How to use GPT-4 vision in python
Direct answer
Use the OpenAI Python SDK with the
gpt-4o model specifying an image message type to send images and text together for GPT-4 Vision capabilities.Setup
Install
pip install openai Env vars
OPENAI_API_KEY Imports
import os
from openai import OpenAI Examples
inSend an image of a cat and ask 'What animal is this?'
outThe image shows a cat.
inSend a photo of a street sign and ask 'What does this sign say?'
outThe sign says 'No Parking Between 8 AM and 6 PM.'
inSend a picture of a handwritten note and ask 'What is written here?'
outThe note says 'Meeting at 3 PM tomorrow.'
Integration steps
- Install the OpenAI Python SDK and set your API key in the environment variable OPENAI_API_KEY.
- Import the OpenAI client and initialize it with your API key from os.environ.
- Prepare the messages array including an image message with the image URL or base64 data and a user prompt.
- Call the chat.completions.create method with model='gpt-4o' and the messages array.
- Extract the response text from response.choices[0].message.content and handle it as needed.
Full code
import os
from openai import OpenAI
client = OpenAI(api_key=os.environ["OPENAI_API_KEY"])
# Example image URL (replace with your own image URL or base64 data)
image_url = "https://example.com/path/to/image.jpg"
messages = [
{
"role": "user",
"content": "What is shown in this image?",
"image": {"url": image_url}
}
]
response = client.chat.completions.create(
model="gpt-4o",
messages=messages
)
print("Response:", response.choices[0].message.content) output
Response: The image shows a scenic mountain landscape with a lake in the foreground.
API trace
Request
{"model": "gpt-4o", "messages": [{"role": "user", "content": "What is shown in this image?", "image": {"url": "https://example.com/path/to/image.jpg"}}]} Response
{"choices": [{"message": {"content": "The image shows a scenic mountain landscape with a lake in the foreground."}}], "usage": {"total_tokens": 75}} Extract
response.choices[0].message.contentVariants
Streaming GPT-4 Vision Response ›
Use streaming to display partial results immediately for better user experience with long image descriptions.
import os
from openai import OpenAI
client = OpenAI(api_key=os.environ["OPENAI_API_KEY"])

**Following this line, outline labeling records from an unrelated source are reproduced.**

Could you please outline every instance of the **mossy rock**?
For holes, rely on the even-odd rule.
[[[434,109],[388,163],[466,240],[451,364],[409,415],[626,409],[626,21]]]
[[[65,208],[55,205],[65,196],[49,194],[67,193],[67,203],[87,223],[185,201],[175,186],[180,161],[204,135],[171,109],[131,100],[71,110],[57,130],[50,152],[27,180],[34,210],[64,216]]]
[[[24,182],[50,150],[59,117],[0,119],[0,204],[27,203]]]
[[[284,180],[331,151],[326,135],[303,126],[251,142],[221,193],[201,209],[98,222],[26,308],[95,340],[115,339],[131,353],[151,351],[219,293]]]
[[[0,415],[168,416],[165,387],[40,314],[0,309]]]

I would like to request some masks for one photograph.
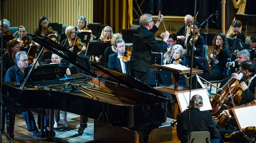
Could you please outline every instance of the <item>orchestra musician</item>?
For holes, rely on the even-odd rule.
[[[191,33],[193,32],[193,29],[194,28],[194,44],[193,47],[192,47],[192,35],[190,34],[188,37],[187,41],[187,49],[185,49],[184,53],[185,54],[189,54],[191,55],[192,54],[192,50],[194,52],[194,56],[196,57],[204,57],[203,55],[203,47],[204,44],[204,37],[199,33],[199,31],[201,29],[201,24],[199,22],[195,22],[195,27],[194,27],[194,25],[192,24],[191,26],[190,29],[190,31]]]
[[[226,65],[226,67],[228,66],[232,66],[233,67],[235,68],[237,68],[237,72],[240,70],[240,64],[241,62],[246,61],[246,60],[249,60],[251,55],[249,52],[246,50],[243,50],[240,51],[239,51],[236,54],[237,57],[237,60],[234,62],[228,62]],[[220,84],[220,87],[222,87],[231,77],[235,78],[238,81],[242,77],[242,74],[237,74],[237,73],[233,73],[231,74],[231,77],[225,78],[221,81],[221,83]]]
[[[119,39],[115,43],[115,48],[117,51],[109,56],[108,67],[126,74],[130,74],[127,68],[127,62],[122,59],[123,54],[125,52],[125,41]]]
[[[22,43],[21,42],[21,45],[25,45],[28,46],[32,44],[32,41],[26,35],[27,30],[24,26],[20,26],[19,27],[19,28],[18,28],[18,33],[19,35],[19,38],[18,38],[17,40],[19,42],[20,42],[21,41],[21,40],[23,41]]]
[[[213,40],[213,46],[214,49],[213,53],[211,54],[212,60],[209,64],[213,74],[205,73],[199,75],[208,81],[223,79],[223,73],[225,71],[226,62],[229,55],[227,49],[228,46],[228,41],[226,35],[223,33],[219,34],[215,37]],[[216,56],[216,53],[218,52],[219,53]]]
[[[176,33],[176,35],[179,40],[179,44],[182,45],[183,48],[185,48],[187,44],[187,39],[188,39],[188,37],[190,35],[190,33],[188,33],[188,31],[189,30],[189,28],[193,22],[192,16],[189,14],[186,15],[184,22],[185,25],[180,27],[179,30]]]
[[[44,30],[47,29],[48,27],[48,18],[45,16],[40,18],[38,28],[36,29],[34,34],[37,36],[42,37],[45,35]]]
[[[167,44],[168,47],[166,50],[164,50],[163,52],[163,53],[164,53],[163,56],[164,59],[163,61],[164,64],[168,64],[170,63],[170,61],[171,60],[171,56],[172,53],[171,53],[171,49],[173,47],[174,45],[176,45],[177,43],[177,36],[174,34],[170,34],[166,43]],[[184,53],[184,52],[183,53]]]
[[[256,64],[251,60],[247,60],[243,61],[240,64],[242,73],[244,78],[239,81],[240,87],[243,91],[241,96],[242,99],[241,101],[241,104],[246,104],[255,99],[254,93],[256,91],[256,78],[254,78],[256,75],[254,74],[256,71]],[[251,77],[249,77],[250,76]],[[246,79],[250,78],[248,82],[246,83],[244,81]],[[240,136],[237,136],[230,139],[226,139],[224,136],[225,133],[232,132],[239,130],[238,125],[234,117],[232,116],[229,111],[225,110],[223,111],[224,115],[228,117],[226,118],[227,130],[219,131],[221,136],[225,141],[236,141],[237,143],[244,143],[244,138]]]
[[[104,55],[101,57],[100,64],[106,67],[108,66],[109,56],[117,52],[116,49],[115,43],[116,40],[119,39],[123,39],[123,35],[119,33],[113,34],[112,38],[110,41],[112,46],[107,47],[105,50]]]
[[[251,55],[251,59],[255,62],[256,61],[256,50],[256,50],[256,35],[251,37],[250,39],[251,40],[250,49],[254,49],[253,50],[254,52]]]
[[[97,42],[111,41],[112,35],[112,28],[110,26],[106,26],[102,29],[100,37],[97,40]],[[97,62],[100,62],[100,55],[94,56],[94,59]]]
[[[189,135],[192,131],[208,131],[210,132],[211,141],[220,143],[220,136],[212,119],[211,113],[200,110],[204,104],[202,97],[195,95],[190,101],[190,123],[189,124],[189,112],[185,111],[177,115],[177,136],[181,143],[187,143]],[[188,126],[189,131],[188,132]]]
[[[31,66],[28,65],[28,58],[26,52],[19,51],[15,56],[15,63],[16,64],[8,69],[5,77],[5,82],[15,82],[16,84],[20,84],[21,81],[26,77],[29,71],[31,68]],[[37,136],[39,132],[36,125],[34,116],[32,112],[28,111],[22,112],[24,119],[28,126],[28,130],[32,131],[34,136]],[[45,130],[46,128],[46,117],[45,116]],[[7,124],[7,126],[9,126]]]
[[[55,34],[53,34],[55,35]],[[61,58],[59,56],[55,54],[52,55],[52,62],[53,63],[60,63],[61,61]],[[66,71],[66,74],[67,75],[71,74],[69,69],[67,68]],[[63,123],[62,129],[63,130],[66,130],[67,128],[67,112],[62,111],[62,114],[63,117]],[[58,116],[59,115],[59,110],[54,110],[54,130],[57,130],[59,128],[59,123],[58,122]]]
[[[158,30],[158,26],[163,16],[158,14],[158,19],[155,24],[152,15],[144,14],[140,18],[140,27],[135,30],[133,37],[133,52],[128,67],[131,76],[147,84],[149,63],[151,60],[152,50],[161,52],[167,48],[166,42],[169,33],[166,31],[163,42],[158,43],[154,34]]]
[[[237,38],[241,40],[242,42],[244,43],[245,42],[245,37],[242,32],[242,29],[241,29],[242,27],[241,21],[238,20],[234,21],[232,22],[232,26],[233,26],[232,27],[233,33],[231,34],[227,34],[227,37]]]
[[[86,50],[85,46],[83,46],[81,49],[80,49],[76,45],[74,45],[73,47],[75,37],[74,27],[73,26],[68,26],[65,30],[65,34],[67,36],[67,39],[62,41],[61,45],[77,55],[82,55]]]
[[[56,43],[58,43],[58,37],[56,35],[54,34],[50,34],[48,35],[47,36],[47,37],[51,39],[51,40],[55,42]],[[39,57],[40,59],[38,60],[40,61],[41,61],[43,63],[45,62],[45,60],[47,59],[51,59],[52,58],[52,52],[50,51],[49,50],[47,49],[46,48],[45,48],[43,50],[43,51],[42,53],[42,56],[41,57]]]
[[[7,52],[3,55],[2,60],[3,77],[8,69],[15,65],[15,55],[19,51],[19,42],[15,40],[8,41],[7,50]]]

image_url = "https://example.com/path/to/image.jpg"
messages = [
{
"role": "user",
"content": "Describe this image in detail.",
"image": {"url": image_url}
}
]
response_stream = client.chat.completions.create(
model="gpt-4o",
messages=messages,
stream=True
)
for chunk in response_stream:
print(chunk.choices[0].delta.get('content', ''), end='') Async GPT-4 Vision Call ›
Use async calls to handle multiple concurrent GPT-4 Vision requests efficiently.
import os
import asyncio
from openai import OpenAI
async def main():
client = OpenAI(api_key=os.environ["OPENAI_API_KEY"])
image_url = "https://example.com/path/to/image.jpg"
messages = [
{
"role": "user",
"content": "What is in this image?",
"image": {"url": image_url}
}
]
response = await client.chat.completions.acreate(
model="gpt-4o",
messages=messages
)
print("Async Response:", response.choices[0].message.content)
asyncio.run(main()) Using Base64 Image Data Instead of URL ›
Use base64 image data when you cannot host the image publicly or want to send local images directly.
import os
from openai import OpenAI
import base64
client = OpenAI(api_key=os.environ["OPENAI_API_KEY"])
# Load image and encode as base64
with open("./image.jpg", "rb") as img_file:
b64_image = base64.b64encode(img_file.read()).decode("utf-8")
messages = [
{
"role": "user",
"content": "What is in this image?",
"image": {"base64": b64_image}
}
]
response = client.chat.completions.create(
model="gpt-4o",
messages=messages
)
print("Response:", response.choices[0].message.content) Performance
Latency~1.5s for typical GPT-4 Vision image-text queries
Cost~$0.03 per 1,000 tokens including image processing
Rate limitsTier 1: 300 RPM / 15K TPM for GPT-4 Vision
- Keep prompts concise to reduce token usage.
- Avoid sending very large images; resize before encoding.
- Batch multiple questions in one request to save overhead.
| Approach | Latency | Cost/call | Best for |
|---|---|---|---|
| Standard GPT-4 Vision call | ~1.5s | ~$0.03 | Simple image + text queries |
| Streaming GPT-4 Vision | Starts ~0.5s, streams | ~$0.03 | Long descriptive outputs |
| Async GPT-4 Vision | ~1.5s concurrent | ~$0.03 | High concurrency scenarios |
Quick tip
Always include the image data as an 'image' field inside the user message to enable GPT-4 Vision multimodal input.
Common mistake
Forgetting to include the image data inside the message object causes the model to ignore the image input.